"If you just look at this you would say, 'Wow 90 percent of the kids were graduating in 2010 ... What happened to all those students? Why are we not graduating our students?' " Park said. "Well that's not the case. It's a change in the calculation, not a change in student behavior."
Plus, Utah's graduation rates are improving, she said. When state officials applied the new formula to years past, they found that the state's high school graduation rate has actually risen by 7 percentage points over the past four years. Graduation rates also have improved among students who are Latino, black, American Indian, English language learners, from low-income families, and who have disabilities though gaps between groups remain.
"There's been incredible improvement happening in the state and I think this speaks to the hard work students and schools are doing," Park said. Still, she said, "Until we can say 100 percent of our kids graduated I think there's always room for improvement."
All states are being required to use the new formula in an effort to make comparisons easier between states and ensure rates aren't inflated at the state level. The formula, however, changes the way many states have been calculating their rates.

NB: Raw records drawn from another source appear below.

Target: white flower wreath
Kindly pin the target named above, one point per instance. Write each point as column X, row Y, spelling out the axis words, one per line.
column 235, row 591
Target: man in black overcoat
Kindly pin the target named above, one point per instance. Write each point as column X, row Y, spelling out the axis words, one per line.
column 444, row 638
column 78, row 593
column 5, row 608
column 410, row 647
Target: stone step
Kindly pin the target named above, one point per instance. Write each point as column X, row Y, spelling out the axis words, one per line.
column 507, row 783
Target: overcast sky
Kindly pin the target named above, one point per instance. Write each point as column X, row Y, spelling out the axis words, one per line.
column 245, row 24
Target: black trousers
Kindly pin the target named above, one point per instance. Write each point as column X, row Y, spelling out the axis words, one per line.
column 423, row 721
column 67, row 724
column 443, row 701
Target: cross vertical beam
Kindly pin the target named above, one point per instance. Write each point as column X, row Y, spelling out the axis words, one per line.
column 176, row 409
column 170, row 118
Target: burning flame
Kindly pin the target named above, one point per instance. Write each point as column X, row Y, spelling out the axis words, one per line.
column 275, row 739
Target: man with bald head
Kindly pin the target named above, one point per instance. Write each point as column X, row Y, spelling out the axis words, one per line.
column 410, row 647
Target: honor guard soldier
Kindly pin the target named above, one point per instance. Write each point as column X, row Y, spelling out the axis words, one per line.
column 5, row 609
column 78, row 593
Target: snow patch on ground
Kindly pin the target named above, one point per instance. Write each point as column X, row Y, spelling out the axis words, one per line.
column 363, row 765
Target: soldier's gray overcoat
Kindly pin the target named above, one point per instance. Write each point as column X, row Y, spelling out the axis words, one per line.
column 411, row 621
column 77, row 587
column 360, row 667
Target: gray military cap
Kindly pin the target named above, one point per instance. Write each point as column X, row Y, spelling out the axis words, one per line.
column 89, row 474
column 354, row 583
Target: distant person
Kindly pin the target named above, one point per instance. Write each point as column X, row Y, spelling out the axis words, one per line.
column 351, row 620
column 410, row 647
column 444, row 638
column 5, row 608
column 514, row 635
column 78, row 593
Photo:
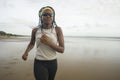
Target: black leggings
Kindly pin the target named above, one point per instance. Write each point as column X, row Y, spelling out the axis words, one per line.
column 45, row 70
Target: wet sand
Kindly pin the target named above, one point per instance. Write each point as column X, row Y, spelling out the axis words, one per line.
column 79, row 64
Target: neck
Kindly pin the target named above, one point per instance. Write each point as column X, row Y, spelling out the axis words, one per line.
column 47, row 26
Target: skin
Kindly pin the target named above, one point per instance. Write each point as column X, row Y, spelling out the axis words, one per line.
column 47, row 24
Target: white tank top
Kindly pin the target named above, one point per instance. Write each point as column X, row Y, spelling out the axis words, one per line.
column 44, row 52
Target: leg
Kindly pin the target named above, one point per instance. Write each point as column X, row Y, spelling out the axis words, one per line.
column 52, row 68
column 40, row 70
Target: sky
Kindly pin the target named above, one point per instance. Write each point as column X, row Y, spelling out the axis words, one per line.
column 75, row 17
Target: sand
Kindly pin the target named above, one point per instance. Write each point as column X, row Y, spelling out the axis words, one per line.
column 71, row 66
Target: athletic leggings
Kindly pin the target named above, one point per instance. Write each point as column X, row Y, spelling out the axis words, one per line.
column 45, row 70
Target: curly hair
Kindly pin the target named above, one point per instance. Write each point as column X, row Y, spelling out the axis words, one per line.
column 40, row 24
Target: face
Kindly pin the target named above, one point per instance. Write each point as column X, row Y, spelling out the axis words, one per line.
column 47, row 17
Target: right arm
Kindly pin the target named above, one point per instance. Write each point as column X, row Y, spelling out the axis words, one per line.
column 30, row 45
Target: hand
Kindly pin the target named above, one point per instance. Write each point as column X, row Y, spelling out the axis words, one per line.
column 45, row 39
column 24, row 56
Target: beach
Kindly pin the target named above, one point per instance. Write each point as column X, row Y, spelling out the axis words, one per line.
column 83, row 59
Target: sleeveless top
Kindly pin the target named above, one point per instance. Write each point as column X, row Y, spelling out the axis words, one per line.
column 44, row 52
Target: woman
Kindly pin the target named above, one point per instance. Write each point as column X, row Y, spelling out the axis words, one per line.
column 49, row 40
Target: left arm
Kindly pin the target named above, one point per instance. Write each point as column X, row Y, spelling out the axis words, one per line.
column 59, row 48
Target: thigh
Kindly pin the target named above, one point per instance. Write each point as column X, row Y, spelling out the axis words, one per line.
column 40, row 70
column 52, row 69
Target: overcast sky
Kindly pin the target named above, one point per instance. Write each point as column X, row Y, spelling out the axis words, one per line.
column 75, row 17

Chris West, a researcher at the Everyone Graduates Center at Johns Hopkins University, said he expects 5 to 10 percent declines in most states.
But he says it's a good switch, calling the new rates "more realistic" because they focus mainly on counting students who earn regular diplomas.
"They weren't inaccurate before," West said of the old state calculations, "but if everybody is defining things differently it's hard to have a national discussion."
Under the new calculation, different students are counted as graduates and nongraduates. For example, the old Utah formula counted as graduates students with severe cognitive disabilities who took a certain state assessment but didn't earn regular diplomas; students who earned GEDs; and special education students who took more than four years to graduate. Now, none of those categories of students can be included as graduates.
Also, students who transfer to higher education, to a Utah College of Applied Technology, who withdraw from high school due to illness or injury, for example, or who earn certificates of completion (meaning they didn't leave high school but didn't earn enough credits to graduate either) must now be counted as nongraduates whereas before they weren't included in any calculations.
And, the statewide graduation rate is now being calculated starting with 9th graders instead of with 10th graders.
With those changes, most Utah school districts saw their graduation rates decline for last school year.
Among the five largest school districts in the state, Canyons District had the highest graduation rate but still saw its rate drop from 95 percent to 83 percent because of the new formula.
Canyons Superintendent David Doty credited the district's relatively high rates to its focus on encouraging students to take courses meant to prepare them for life beyond high school, such as by offering differentiated diplomas.
Despite the drop, Doty said he supports the new formula because it counts students starting in ninth grade rather than 10th.
"I anticipated that it would happen, I think we all did, but I'm certainly not discouraged by it," Doty said of the decrease. "I think it's a more comprehensive way of looking at it."
Park said she thinks the new calculation is good but cautioned that it's important to continue to honor and recognize students who may not earn diplomas because they're in special education or continuing their educations in other ways.
The formula change also led to big drops among rates for minority groups. According to the new data, only 57 percent of Utah's Latino and American Indian students are graduating, though their rates are improving.
Isaiah "Ike" Spencer, chair of the state school board's Coalition of Minorities Advisory Committee, said he can see how those numbers might have dropped now that ninth grade is included.
"You're looking at more people that aren't going to be in the high paying jobs," Spencer said, noting it will be difficult for state leaders to reach the goal of having a highly skilled future workforce with such graduation rates. He said he'd like to see graduation rates calculated using data starting in eighth grade, to get an even better picture.
According to state office data, dropout rates about double each year from seventh to 12th grades, with the highest percentages of students dropping out as seniors.
State officials also released data Tuesday showing that class sizes, in many cases, have increased this year, though statewide class sizes overall remain unchanged. The median class size is 24 students in elementary grades and 29 students in secondary schools.
As was true last year, schools that failed to meet federal testing goals had larger class sizes on average than those that passed. Also, schools with high percentages of students from low-income homes tended to have lower class sizes, likely because they often receive additional federal funding, Park said.